Health workers give a first dose of COVID-19 coronavirus vaccine to a woman, part of the 65 years and older tier, at a school being used as a vaccination site in Yangon on Feb 5, 2021. (STR / AFP)
Over 15 million people have been fully vaccinated in Myanmar while more than 5.5 million received their first jab of COVID-19 vaccines as of Tuesday, according to Myanmar's Ministry of Health on Wednesday.

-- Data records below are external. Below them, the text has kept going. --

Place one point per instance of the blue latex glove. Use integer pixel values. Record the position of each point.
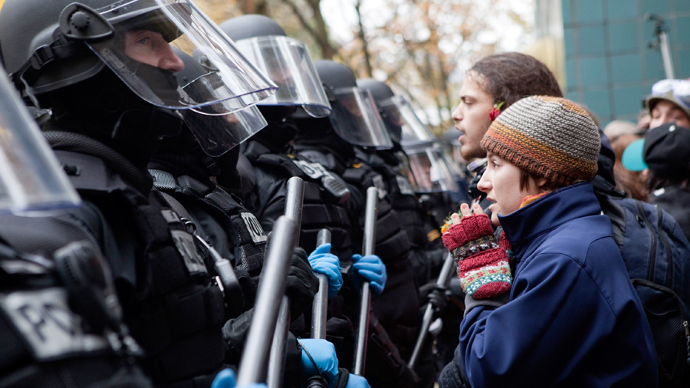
(325, 360)
(372, 269)
(324, 262)
(226, 379)
(355, 381)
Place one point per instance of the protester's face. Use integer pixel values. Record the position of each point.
(151, 48)
(501, 183)
(472, 117)
(668, 112)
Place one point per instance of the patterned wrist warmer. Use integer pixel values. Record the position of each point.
(482, 262)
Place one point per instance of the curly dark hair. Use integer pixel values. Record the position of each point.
(511, 76)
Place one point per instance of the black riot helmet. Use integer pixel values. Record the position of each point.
(383, 93)
(285, 60)
(49, 45)
(355, 117)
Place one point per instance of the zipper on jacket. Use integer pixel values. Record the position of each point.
(667, 247)
(652, 250)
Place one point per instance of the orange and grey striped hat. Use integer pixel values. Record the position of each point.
(548, 137)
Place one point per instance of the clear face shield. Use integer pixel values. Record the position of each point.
(406, 170)
(31, 178)
(142, 52)
(430, 170)
(397, 112)
(220, 126)
(356, 119)
(218, 134)
(287, 63)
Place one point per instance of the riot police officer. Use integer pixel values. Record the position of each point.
(60, 320)
(332, 141)
(106, 70)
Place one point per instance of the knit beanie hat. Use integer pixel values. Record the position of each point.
(548, 137)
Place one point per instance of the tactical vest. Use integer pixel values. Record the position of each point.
(239, 227)
(392, 243)
(404, 202)
(324, 196)
(173, 308)
(45, 341)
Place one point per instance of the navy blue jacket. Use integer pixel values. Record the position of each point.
(573, 318)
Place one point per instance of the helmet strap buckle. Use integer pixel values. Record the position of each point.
(80, 22)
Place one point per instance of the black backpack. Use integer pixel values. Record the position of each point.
(657, 256)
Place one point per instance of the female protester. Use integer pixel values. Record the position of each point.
(549, 303)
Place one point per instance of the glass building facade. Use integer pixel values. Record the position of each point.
(609, 64)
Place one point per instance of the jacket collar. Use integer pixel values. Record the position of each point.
(548, 212)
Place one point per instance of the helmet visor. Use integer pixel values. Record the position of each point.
(430, 170)
(398, 112)
(31, 178)
(287, 63)
(141, 52)
(356, 119)
(218, 134)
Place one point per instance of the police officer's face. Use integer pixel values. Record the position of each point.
(149, 47)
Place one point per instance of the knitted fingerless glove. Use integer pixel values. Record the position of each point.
(482, 261)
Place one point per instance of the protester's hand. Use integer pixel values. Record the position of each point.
(319, 357)
(371, 269)
(302, 284)
(324, 262)
(226, 379)
(355, 381)
(483, 265)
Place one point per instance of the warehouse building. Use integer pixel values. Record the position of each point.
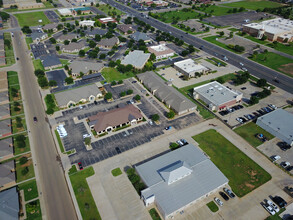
(190, 68)
(279, 123)
(179, 179)
(217, 96)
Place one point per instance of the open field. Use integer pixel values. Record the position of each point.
(275, 62)
(249, 131)
(32, 19)
(111, 74)
(83, 194)
(243, 173)
(253, 5)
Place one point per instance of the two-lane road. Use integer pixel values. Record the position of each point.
(254, 68)
(55, 194)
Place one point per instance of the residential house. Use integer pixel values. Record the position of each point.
(116, 118)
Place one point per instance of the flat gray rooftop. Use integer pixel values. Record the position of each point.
(176, 165)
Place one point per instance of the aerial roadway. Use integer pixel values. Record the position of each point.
(258, 70)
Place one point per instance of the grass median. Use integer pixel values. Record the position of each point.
(243, 173)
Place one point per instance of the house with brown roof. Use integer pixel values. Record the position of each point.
(108, 121)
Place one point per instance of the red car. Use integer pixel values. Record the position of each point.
(80, 166)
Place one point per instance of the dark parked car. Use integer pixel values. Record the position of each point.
(280, 201)
(224, 196)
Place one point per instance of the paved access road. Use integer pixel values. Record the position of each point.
(255, 69)
(55, 194)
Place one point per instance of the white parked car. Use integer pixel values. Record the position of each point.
(218, 201)
(273, 205)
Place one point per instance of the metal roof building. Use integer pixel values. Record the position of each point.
(279, 123)
(216, 95)
(178, 179)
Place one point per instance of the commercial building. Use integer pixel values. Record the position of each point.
(9, 208)
(279, 123)
(161, 51)
(190, 68)
(179, 179)
(116, 118)
(166, 93)
(277, 29)
(84, 67)
(216, 96)
(69, 98)
(136, 58)
(107, 20)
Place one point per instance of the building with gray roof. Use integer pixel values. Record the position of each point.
(7, 174)
(166, 93)
(6, 149)
(85, 67)
(178, 179)
(136, 58)
(279, 123)
(141, 36)
(71, 97)
(50, 61)
(9, 208)
(217, 96)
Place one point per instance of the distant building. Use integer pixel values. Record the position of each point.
(279, 123)
(189, 68)
(217, 96)
(84, 67)
(166, 93)
(179, 179)
(69, 98)
(161, 51)
(277, 29)
(108, 43)
(9, 200)
(141, 36)
(136, 58)
(87, 23)
(116, 118)
(107, 20)
(50, 61)
(125, 28)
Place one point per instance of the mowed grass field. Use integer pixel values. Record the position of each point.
(32, 19)
(243, 173)
(249, 131)
(253, 5)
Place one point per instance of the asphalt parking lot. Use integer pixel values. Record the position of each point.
(38, 50)
(58, 75)
(235, 19)
(52, 16)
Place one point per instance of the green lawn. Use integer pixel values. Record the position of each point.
(249, 131)
(32, 19)
(9, 55)
(33, 210)
(212, 206)
(30, 190)
(83, 194)
(59, 141)
(38, 65)
(154, 214)
(275, 62)
(212, 39)
(253, 5)
(111, 74)
(116, 172)
(243, 173)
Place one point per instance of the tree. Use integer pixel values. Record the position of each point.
(69, 80)
(108, 95)
(155, 117)
(261, 83)
(52, 83)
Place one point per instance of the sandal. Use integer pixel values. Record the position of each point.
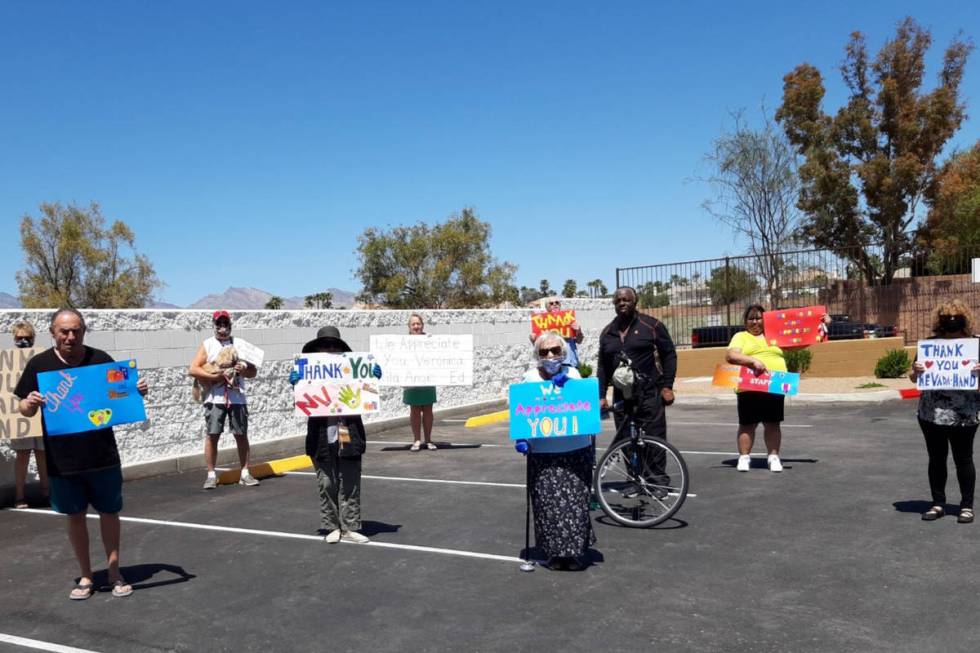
(81, 591)
(933, 513)
(121, 589)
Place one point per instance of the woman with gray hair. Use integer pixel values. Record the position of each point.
(559, 472)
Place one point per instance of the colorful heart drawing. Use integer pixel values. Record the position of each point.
(100, 417)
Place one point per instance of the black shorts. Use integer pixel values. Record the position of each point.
(755, 407)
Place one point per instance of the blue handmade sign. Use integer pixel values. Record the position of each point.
(91, 397)
(948, 364)
(544, 410)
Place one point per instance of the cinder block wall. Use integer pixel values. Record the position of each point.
(164, 341)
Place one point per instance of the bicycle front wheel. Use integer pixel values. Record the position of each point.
(641, 483)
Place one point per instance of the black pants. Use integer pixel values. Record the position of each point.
(939, 440)
(652, 420)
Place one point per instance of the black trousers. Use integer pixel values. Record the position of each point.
(652, 420)
(939, 440)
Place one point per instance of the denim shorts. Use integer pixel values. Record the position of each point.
(237, 415)
(74, 493)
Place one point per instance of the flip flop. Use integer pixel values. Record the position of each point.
(81, 592)
(121, 589)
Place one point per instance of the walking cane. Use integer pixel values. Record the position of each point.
(527, 565)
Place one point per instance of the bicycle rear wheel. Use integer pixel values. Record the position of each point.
(641, 483)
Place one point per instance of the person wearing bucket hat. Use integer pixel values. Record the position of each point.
(335, 445)
(224, 400)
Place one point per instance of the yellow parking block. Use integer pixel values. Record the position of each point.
(490, 418)
(266, 469)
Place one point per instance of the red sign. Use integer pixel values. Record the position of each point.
(795, 327)
(558, 321)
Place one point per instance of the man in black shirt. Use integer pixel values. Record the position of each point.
(83, 468)
(644, 340)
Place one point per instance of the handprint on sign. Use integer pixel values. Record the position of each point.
(350, 398)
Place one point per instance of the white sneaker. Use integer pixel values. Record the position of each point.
(354, 536)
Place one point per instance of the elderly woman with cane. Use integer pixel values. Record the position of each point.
(559, 472)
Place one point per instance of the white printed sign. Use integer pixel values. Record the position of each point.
(249, 352)
(421, 360)
(949, 364)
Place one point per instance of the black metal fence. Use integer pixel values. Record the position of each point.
(852, 284)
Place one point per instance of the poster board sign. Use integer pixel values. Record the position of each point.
(949, 364)
(795, 327)
(558, 321)
(726, 376)
(249, 352)
(12, 424)
(778, 383)
(543, 410)
(92, 397)
(420, 360)
(334, 385)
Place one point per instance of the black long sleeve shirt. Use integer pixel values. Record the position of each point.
(644, 335)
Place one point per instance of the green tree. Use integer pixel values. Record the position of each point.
(570, 288)
(867, 169)
(73, 259)
(652, 294)
(756, 190)
(951, 233)
(448, 265)
(318, 300)
(730, 284)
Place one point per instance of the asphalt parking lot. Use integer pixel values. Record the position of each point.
(830, 555)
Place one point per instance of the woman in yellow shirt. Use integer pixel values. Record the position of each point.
(749, 348)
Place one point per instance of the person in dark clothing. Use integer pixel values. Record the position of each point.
(83, 468)
(643, 340)
(335, 445)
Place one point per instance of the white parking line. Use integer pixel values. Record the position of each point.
(291, 536)
(41, 646)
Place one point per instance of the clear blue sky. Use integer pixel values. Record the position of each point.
(248, 144)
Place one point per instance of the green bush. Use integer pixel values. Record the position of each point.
(893, 364)
(798, 360)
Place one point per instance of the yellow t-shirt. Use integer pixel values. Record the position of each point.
(757, 347)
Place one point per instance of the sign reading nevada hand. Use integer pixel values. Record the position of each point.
(82, 399)
(949, 364)
(334, 385)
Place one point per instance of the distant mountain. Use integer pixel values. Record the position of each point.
(254, 298)
(8, 301)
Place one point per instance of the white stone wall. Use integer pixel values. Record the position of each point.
(164, 341)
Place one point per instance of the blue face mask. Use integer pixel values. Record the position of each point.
(550, 366)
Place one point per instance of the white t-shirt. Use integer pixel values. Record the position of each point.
(236, 392)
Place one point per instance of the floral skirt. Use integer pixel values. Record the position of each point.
(560, 486)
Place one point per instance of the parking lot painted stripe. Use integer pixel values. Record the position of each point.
(419, 480)
(291, 536)
(674, 422)
(41, 646)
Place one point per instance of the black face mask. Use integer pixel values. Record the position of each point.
(952, 323)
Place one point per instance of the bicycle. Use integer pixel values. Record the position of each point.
(641, 480)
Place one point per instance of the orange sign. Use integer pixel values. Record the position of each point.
(795, 327)
(558, 321)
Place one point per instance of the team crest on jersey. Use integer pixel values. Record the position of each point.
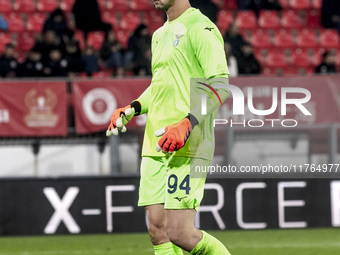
(177, 37)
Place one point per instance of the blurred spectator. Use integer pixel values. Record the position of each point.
(58, 23)
(3, 23)
(234, 38)
(327, 65)
(139, 45)
(231, 61)
(57, 66)
(207, 7)
(8, 62)
(49, 42)
(90, 61)
(33, 66)
(73, 54)
(247, 63)
(258, 5)
(112, 52)
(87, 17)
(330, 12)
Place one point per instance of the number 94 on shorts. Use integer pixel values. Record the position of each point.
(167, 180)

The number of COVID-19 infections has risen to 530,276 in Myanmar after 276 new cases were reported in the past 24 hours, the ministry said.
With two new deaths reported, the death toll has increased to 19,262 on Wednesday.
A total of 507,806 patients have been discharged from hospitals.
Vietnam reported 13,889 new COVID-19 cases on Wednesday, including 13,873 locally transmitted and 16 imported, the Ministry of Health said.
Among the localities, the Vietnamese capital Hanoi continued to log the highest number of infections on Wednesday with 1,766 cases, followed by southern Tay Ninh province with 938 cases and southern Vinh Long province with 917 cases.
The infections brought the country's total tally to 1,694,874 with 31,877 deaths, said the ministry. Nationwide, as many as 1,302,542 COVID-19 patients have so far recovered, up 38,260 from Tuesday.
Some 148.2 million doses of COVID-19 vaccines, including 67.3 million second shots, have been administered, according to the ministry.
Vietnam has by far gone through four waves of increasing scale, complication and infectivity. As of Wednesday, the country has registered around 1.7 million locally transmitted COVID-19 cases since the start of the current wave in late April, the ministry said.
READ MORE: Vietnam's confirmed COVID-19 cases exceed 1m
The United Arab Emirates
The protein-based vaccine manufactured by China's Sinopharm will be used as a booster jab in the UAE, which has fully vaccinated over 91 percent of its population
The United Arab Emirates has approved the emergency use of a new recombinant protein vaccine manufactured by China's Sinopharm, the health ministry said on Tuesday.
In a statement published on its official website, the ministry said "the emergency use of the new vaccine is in full compliance with the regulations and laws for a faster review of licensing procedures."
The UAE health authority said the protein-based Sinopharm vaccine was approved after strict monitoring and evaluation of the data of the study conducted in the UAE, which included individuals who were previously vaccinated with two doses of the Sinopharm inactivated vaccine.
The protein-based vaccine will be used as a booster jab in the UAE, which has fully vaccinated over 91 percent of its population.
The new Chinese vaccine demonstrated an improved immune capacity against the new variants, "with a high safety rate that allows rapid production and easy storage and distribution," the ministry added.